The cool thing about having UnmodifiableList, ImmutableList, and List as types is that APIs can clearly express what they need and what they offer.

public void payAgents(UnmodifiableList<Agent> agents) {
	// mutating methods are not required for payments,
	// but immutability isn't necessary either
}

public void sendOnMission(ImmutableList<Agent> agents) {
	// a mission is dangerous (lots of threads, har har),
	// and it is important that the team is stable
}

public void downtime(List<Agent> agents) {
	// during downtime, team members may leave, and new
	// members may be hired, so the list needs to be mutable
}

public UnmodifiableList<Agent> teamRoster() {
	// you can look at the team, but you can't edit it and
	// you also can't be sure that nobody else edits it
}

public ImmutableList<Agent> teamOnMission() {
	// if the team's on a mission, it won't change
}

public List<Agent> team() {
	// getting a mutable list implies that you can edit
	// the list and see the changes in this object
}

But unless you're starting from scratch, that functionality already exists and it most likely looks like this:

// there's a good chance that an `Iterable<Agent>`
// suffices, but lets assume we really need a list
public void payAgents(List<Agent> agents) { }

public void sendOnMission(List<Agent> agents) { }

public void downtime(List<Agent> agents) { }

// personally, I tend to return streams because they
// are unmodifiable, but `List` is still more common
public List<Agent> teamRoster() { }

// likewise, this may already be `Stream<Agent>`
public List<Agent> teamOnMission() { }

public List<Agent> team() { }

That's not good because to benefit from the new collections we just introduced, we actually need to use them (duh!). The above looks like application code, so a refactoring towards UnmodifiableList and ImmutableList as shown in the earlier snippet may be feasible. Could be a lot of work and may cause confusion when old and updated code needs to interact, but at least it's tractable.

What about frameworks, libraries, and the JDK itself, though? Here, the picture is bleak. Changing a parameter or return type from List to ImmutableList is source incompatible, i.e. existing source code will not compile against the new version, because these types are unrelated. Likewise, changing a return type from List to its new supertype UnmodifiableList results in compile errors.

But even widening a parameter type from List to UnmodifiableList is a problem because this change is bytecode incompatible.
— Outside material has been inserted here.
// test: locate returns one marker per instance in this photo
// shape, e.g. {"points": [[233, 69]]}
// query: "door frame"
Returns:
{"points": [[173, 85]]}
When your source code calls a method, the compiler will turn that call into bytecode that references the target method by:

Introducing the new types would require changes and recompilations throughout the entire ecosystem
  • the name of the class the target instance is declared as
  • the method name
  • the method parameter types
  • the method return type

Any change to a method's parameter or return type means existing bytecode references it by the wrong signature, leading to a NoSuchMethodError at run time. If the change is source compatible, like narrowing a return type or widening a parameter type, a recompile would suffice. But for a far-reaching change like introducing new collections, it's not that simple - we'd effectively need to recompile the entire Java ecosystem for this to go through. This is a loosing proposition.
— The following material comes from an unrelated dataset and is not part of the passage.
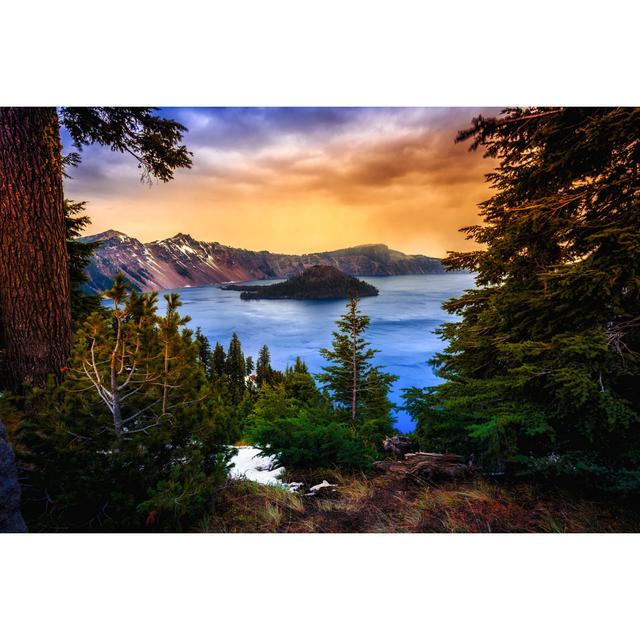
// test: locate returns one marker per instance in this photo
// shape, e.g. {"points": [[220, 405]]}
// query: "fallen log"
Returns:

The only compatible way to make use of the new collections is to duplicate existing methods with a new name, change the API, and deprecate the old variant. Can you imagine what a monumental and effectively eternal task that would be?!

Reflection

While immutable collection types are a great thing to have, we're unlikely to ever see them in the JDK. Proper implementations of List and ImmutableList can never extend one another (instead both extend a read-only list type like UnmodifiableList), which complicates their introduction into existing APIs.

Beyond any specific type relationships, changing existing method signatures is always a problem because the change is bytecode incompatible. It requires a recompile at minimum, which for a intrusive change like this one would require us to recompile the entire Java ecosystem.

That's not gonna happen - not now, not ever.